À mesure que les gens vieillissent, leur risque de déclin cognitif augmente. En 2025, environ 7 millions d’Américains âgés de 65 ans et plus souffriront de la maladie d’Alzheimer, et ce nombre devrait augmenter.

Les chercheurs de la Mayo Clinic ont noté que la maladie d’Alzheimer débute bien avant l’apparition des symptômes, mais ont souligné le lien entre biomarqueurs et le risque futur n’était pas clair.

À l’aide de 20 années de données, ils ont développé un outil qui prédit le risque de déficience cognitive sur 10 ans et à vie en fonction des analyses cérébrales, de l’âge et de la génétique.

L’étude est publiée dans La neurologie du Lancet.

Une étude qui s’étend sur des décennies

La maladie d’Alzheimer est progressive, affecte les capacités cognitives et constitue la cause la plus fréquente de démence. Au début de la maladie, « changements toxiques» se produisent dans le cerveau, notamment des plaques amyloïdes qui endommagent les neurones.

Il n’y a pas de cause unique à la maladie d’Alzheimer, mais on pense qu’elle est due à une combinaison de facteurs génétiques, environnementaux et liés au mode de vie.

Certains signes précoces de la maladie d’Alzheimer comprennent :

  • oubli
  • objets égarés
  • changements d’humeur et de personnalité

Bien qu’il n’existe aucun remède, des traitements comme Leqembi (lécanemab) peuvent ralentir la progression et améliorer la qualité de vie.

Il existe des tests permettant d’identifier les biomarqueurs associés à la maladie d’Alzheimer, et les chercheurs de la présente étude ont cherché à aller plus loin en prédisant la durée de vie d’une personne et le risque sur 10 ans de développer un MCI ou une démence.

Les chercheurs ont suivi plus de 5 100 adultes âgés de 50 ans et plus de 2004 à 2024, en suivant les changements cognitifs à l’aide d’un modèle en quatre étapes : déficience cognitive, MCI, démence et décès.

Comprendre la maladie d’Alzheimer avant l’apparition des symptômes

Les chercheurs ont utilisé des scintigraphies cérébrales pour mesurer les premiers signes de la maladie d’Alzheimer et ont pris en compte des facteurs tels que l’âge, le sexe et le gène APOE4, associé à un risque plus élevé de maladie d’Alzheimer.

Les TEP mesurés accumulation d’amyloïde dans le cerveau, et les participants qui ont commencé avec une cognition normale avaient généralement des taux d’amyloïde plus faibles et étaient moins susceptibles d’être porteurs d’APOE4. Au cours de l’étude, les chercheurs ont enregistré 1 200 nouveaux cas de MCI, près de 1 000 cas de démence et plus de 2 600 décès.

À l’aide de ces informations, les chercheurs ont créé un modèle pour prédire le risque sur 10 ans et sur toute la vie, en tenant compte de l’âge, du sexe et du statut APOE4.

Les données ont montré un lien clair entre l’accumulation d’amyloïde et le risque : des niveaux plus élevés étaient liés à la fois à un risque à vie plus élevé et à un risque absolu sur 10 ans de MCI et de démence.

Les principaux facteurs de risque de la maladie d’Alzheimer

Par exemple, un homme de 75 ans atteint d’APOE4 et ayant une cognition normale présentait un risque à vie de 56 % de MCI à de faibles niveaux d’amyloïde, augmentant jusqu’à plus de 76 % à des niveaux très élevés.
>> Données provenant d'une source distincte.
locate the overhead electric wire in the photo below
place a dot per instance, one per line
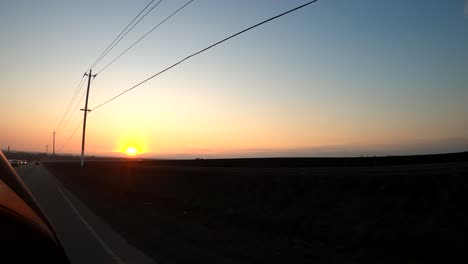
(144, 36)
(203, 50)
(74, 131)
(124, 32)
(72, 101)
(76, 107)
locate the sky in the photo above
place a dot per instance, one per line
(336, 78)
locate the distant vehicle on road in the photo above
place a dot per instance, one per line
(14, 163)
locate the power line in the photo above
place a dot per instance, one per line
(74, 131)
(122, 34)
(78, 88)
(203, 50)
(146, 34)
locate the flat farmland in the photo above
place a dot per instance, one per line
(361, 210)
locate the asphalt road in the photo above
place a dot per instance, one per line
(84, 236)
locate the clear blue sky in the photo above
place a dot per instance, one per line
(338, 77)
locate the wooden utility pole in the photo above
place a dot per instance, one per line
(86, 110)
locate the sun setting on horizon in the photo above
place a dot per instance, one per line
(131, 151)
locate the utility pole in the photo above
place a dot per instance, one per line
(53, 147)
(86, 110)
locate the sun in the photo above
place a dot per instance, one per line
(131, 151)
Les femmes porteuses de la même variante génétique présentaient des risques encore plus élevés.

L’âge joue également un rôle majeur, notamment dans le risque à court terme. Une femme porteuse du gène APOE4 et d’une accumulation modérée d’amyloïde avait moins de 10 % de chances de développer un MCI dans les 10 ans à 65 ans, mais ce risque atteignait plus de 60 % à 85 ans.
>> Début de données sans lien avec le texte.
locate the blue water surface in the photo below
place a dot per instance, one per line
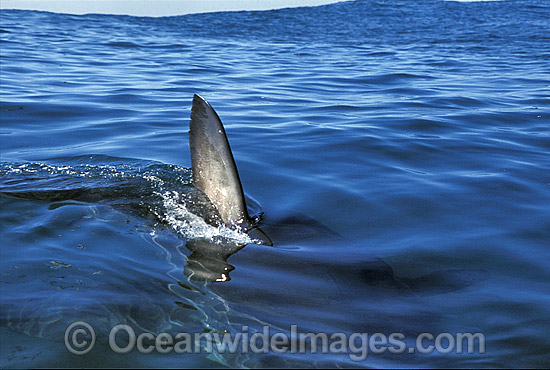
(405, 144)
Dans l’ensemble, une accumulation plus élevée d’amyloïde et un âge avancé augmentent tous deux le risque de déclin cognitif et de démence, même chez les personnes qui semblent en bonne santé cognitive. Ces résultats pourraient aider à orienter les traitements précoces et les stratégies de prévention.
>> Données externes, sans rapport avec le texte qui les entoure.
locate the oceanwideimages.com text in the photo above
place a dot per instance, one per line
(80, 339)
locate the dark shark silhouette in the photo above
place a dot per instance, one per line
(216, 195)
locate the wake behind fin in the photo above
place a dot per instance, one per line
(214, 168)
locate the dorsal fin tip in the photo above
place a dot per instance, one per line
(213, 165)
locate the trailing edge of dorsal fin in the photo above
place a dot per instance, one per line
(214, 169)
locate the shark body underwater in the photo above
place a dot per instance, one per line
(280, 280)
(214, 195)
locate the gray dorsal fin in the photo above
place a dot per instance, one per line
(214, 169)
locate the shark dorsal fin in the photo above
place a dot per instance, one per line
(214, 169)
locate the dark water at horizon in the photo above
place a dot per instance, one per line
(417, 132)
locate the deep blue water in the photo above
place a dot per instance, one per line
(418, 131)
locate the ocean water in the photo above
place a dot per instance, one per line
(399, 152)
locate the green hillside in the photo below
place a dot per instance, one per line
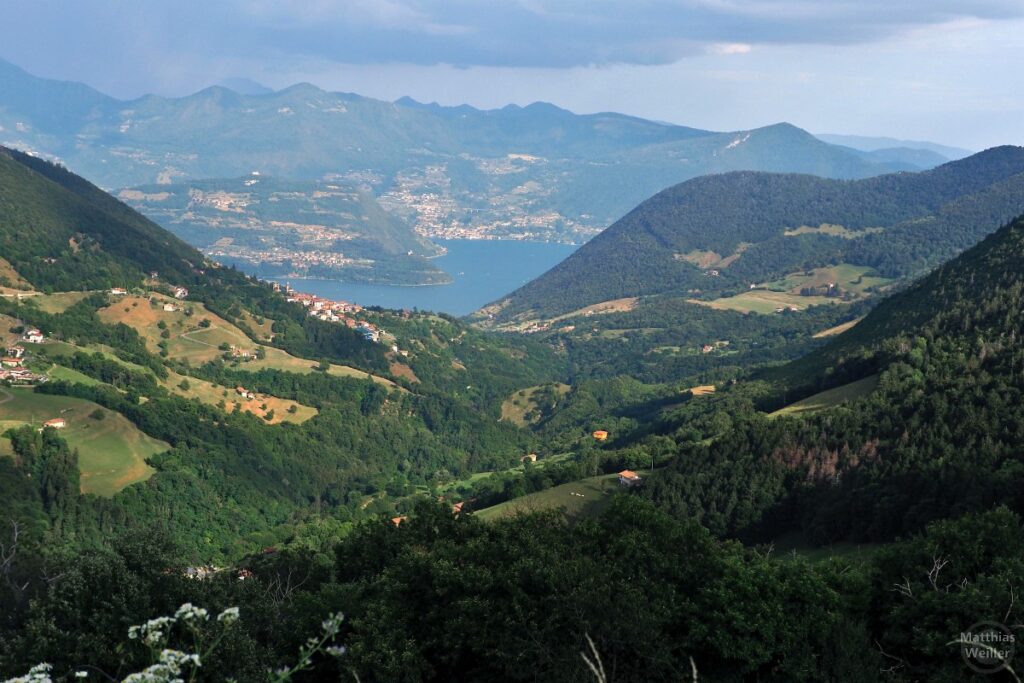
(936, 435)
(721, 235)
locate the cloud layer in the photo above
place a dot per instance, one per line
(498, 33)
L’auteur principal de l’étude et professeur de radiologie à la Mayo Clinic, Clifford Jack, Jr., MD, s’est entretenu avec Actualités médicales aujourd’hui et a souligné que le nouvel outil de prévision du risque de maladie d’Alzheimer est actuellement réservé à la recherche.

Il a expliqué qu’il ne sera pas prêt pour une utilisation clinique « tant que les traitements n’auront pas reçu l’approbation réglementaire pour la population atteinte de la maladie d’Alzheimer préclinique », c’est-à-dire les personnes qui présentent des signes biologiques de la maladie mais aucun symptôme pour l’instant.

Jack a également déclaré que, puisqu’il n’existe actuellement aucun traitement approuvé pour ce groupe, les tests de biomarqueurs ne devraient pas encore être effectués chez les personnes asymptomatiques.

« Il ne devrait y avoir aucun test de biomarqueurs dans cette population, car les tests de biomarqueurs ne modifieraient pas la prise en charge des patients », a déclaré Jack.

Ce que l’étude signifie pour l’avenir de la maladie d’Alzheimer

Allison B. Reiss, MD, professeure agrégée de médecine à la NYU Grossman Long Island School of Medicine et membre du conseil consultatif médical de la Alzheimer’s Foundation of America, a partagé ses réflexions sur l’étude avec MNT.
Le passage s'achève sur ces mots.